The Group 2 elements are Mg, Ca, Sr, and Ba. To identify an unknown containing two or more cations of Group 2 elements, first add CrO4 into the solution. Then we could identify them with their colour. Next we add C2O4, if the ppt is formed,
then we know Ca2+ is involved in the solution. Next we add OH into the solution, if a ppt formed, that means Mg2+ is involved in the solution.
2.Devise a sequence of reaction to follow (using filtering or centrifuging where necessary to remove precipitates)to identify an unknown consisting of two or more of two or more of the anions tested in Part 2.
The anions are CO32-,SO42-,Cl-,I-.To identify an unknown consisting of two or more anions in Part 2.First add HNO3 into solution. Then we could identify them with the observations. Then we add Ba(NO3)2,if ppt formed, then we know that CO32-is involved in the solution. Next we add HNO3 into the solution, if ppt formed, that means SO42- is involved I the solution.
3. Why are the reagents used to test for cations usually alkali metal salts or ammonium salts rather than salts of other metals?
The reagents used to test for cations usually alkali metal salt or ammonium salts rather than salts of other metals because the alkali metal is soluble with most anions. It won’t form a ppt with other anions. These reagents will prevent any side reaction from occurring in the solution.
4. Why are the reagents used to test for anions usually a nitrate of the cation that is reacting rather than other salts of that cation?
The reagents used to test for anions usually a nitrate of the cation that is reacting rather than other salts of that cation because the nitrate is soluble with almost every cation.
5.For fast and accurate identification of substances, major research or testing laboratories now use very sophisticated (and expensive )equipment. Find out the name of one of the instruments now used for analysis, and briefly describe its method of operation.
Use glass pane. When we do the lab, we make a table on the paper, then put the glass pane on the paper sheet. After that, we only drop one or two drops of each chemical. On the glass pane. It’s easier to observe the color of ppt because the glass is transparent and it’s also a economic way.
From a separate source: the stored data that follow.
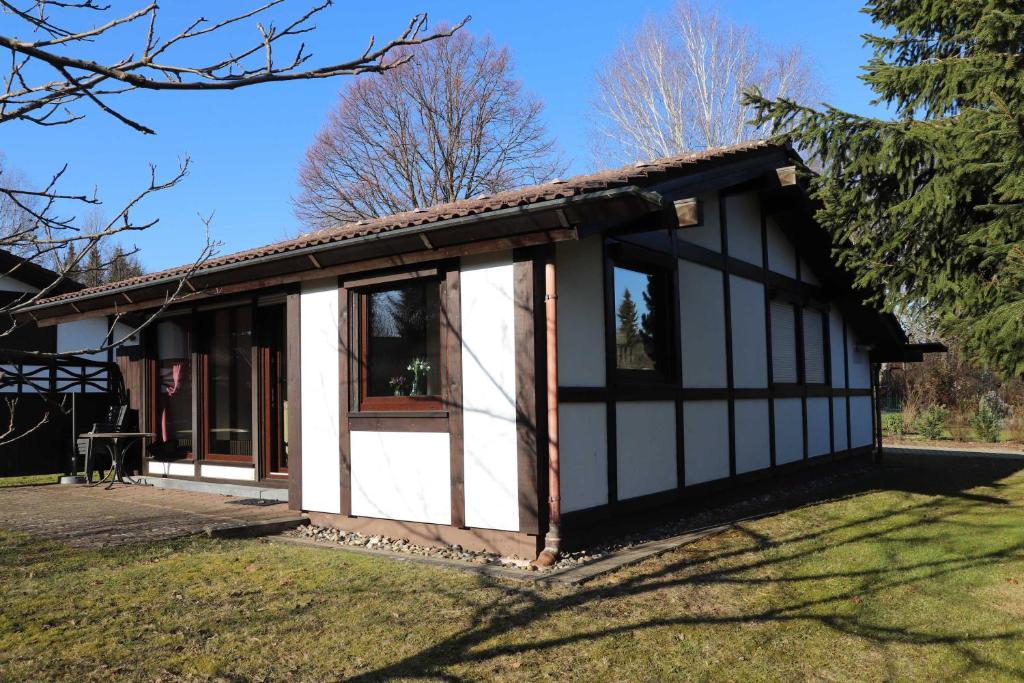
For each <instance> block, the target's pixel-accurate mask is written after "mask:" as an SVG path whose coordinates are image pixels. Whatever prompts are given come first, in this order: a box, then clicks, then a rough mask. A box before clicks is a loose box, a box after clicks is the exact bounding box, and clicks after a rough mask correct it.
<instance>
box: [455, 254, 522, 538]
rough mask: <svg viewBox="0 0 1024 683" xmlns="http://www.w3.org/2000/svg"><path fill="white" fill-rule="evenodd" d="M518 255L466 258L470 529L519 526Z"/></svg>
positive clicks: (465, 471) (468, 453)
mask: <svg viewBox="0 0 1024 683" xmlns="http://www.w3.org/2000/svg"><path fill="white" fill-rule="evenodd" d="M513 283H514V280H513V273H512V260H511V255H509V256H507V257H504V258H501V259H498V260H496V259H495V258H494V257H490V256H488V257H487V260H468V259H464V260H463V266H462V273H461V287H460V289H461V291H462V381H463V385H462V390H463V395H462V400H463V453H464V459H465V460H464V474H463V476H464V485H465V500H466V525H467V526H476V527H482V528H499V529H506V530H517V529H518V528H519V500H518V495H519V494H518V463H517V454H516V445H517V439H516V426H515V417H516V411H515V390H516V387H515V293H514V285H513Z"/></svg>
In this lab, we carry out precipitation test of four cations and four anions, and use the observations to identify two unknowns. First we mix Mg2+, Ca2+, Sr2+, Ba2+ with K2CrO4, and observed that Sr2+ and Ba2+ forms a ppt. Then when we mix (NH4)2C2O4 instead of K2CrO4, we observed that all of the cations forms a ppt except for Mg2+. Next, we did the same thing by using Na2SO4 and NaOH instead of (NH4)2C2O4 . Lastly, we examined unknown B and found that it has the same chemical properties with Ca2+. So we conclude that the unknown substance should be Ca2+. In part II, we mix CO32-, SO42-, Cl-, and I- with HNO3 to each of the test tube and notice no ppt formed.
Secondly, we mix Ba(NO3)2 instead of HNO3 with the anions, and we observed that CO32- and SO42- forms a ppt. Then we add HNO3 to the ones that formed ppt, and the ppt disappeared. Next, we mix AgNO3 instead of Ba(NO3)2 with the anions, and observed ppt formed with all of the anions except for SO42-. After that, we added HNO3 and NH3 separately to the anions and we observed no change in SO42-, but the precipitates that formed in CO32-, Cl-, and I- disappeared. And there is a ppt formed when NH3 is added to SO42-, and the other ones’ precipitates turns to a lighter ppt. By using these observations, we found out the unknown ion contains the same chemical properties as SO42-.
And if two ions are soluble to each other, there will be no ppt formed. If two ions are not soluble to each other, there will be a ppt formed.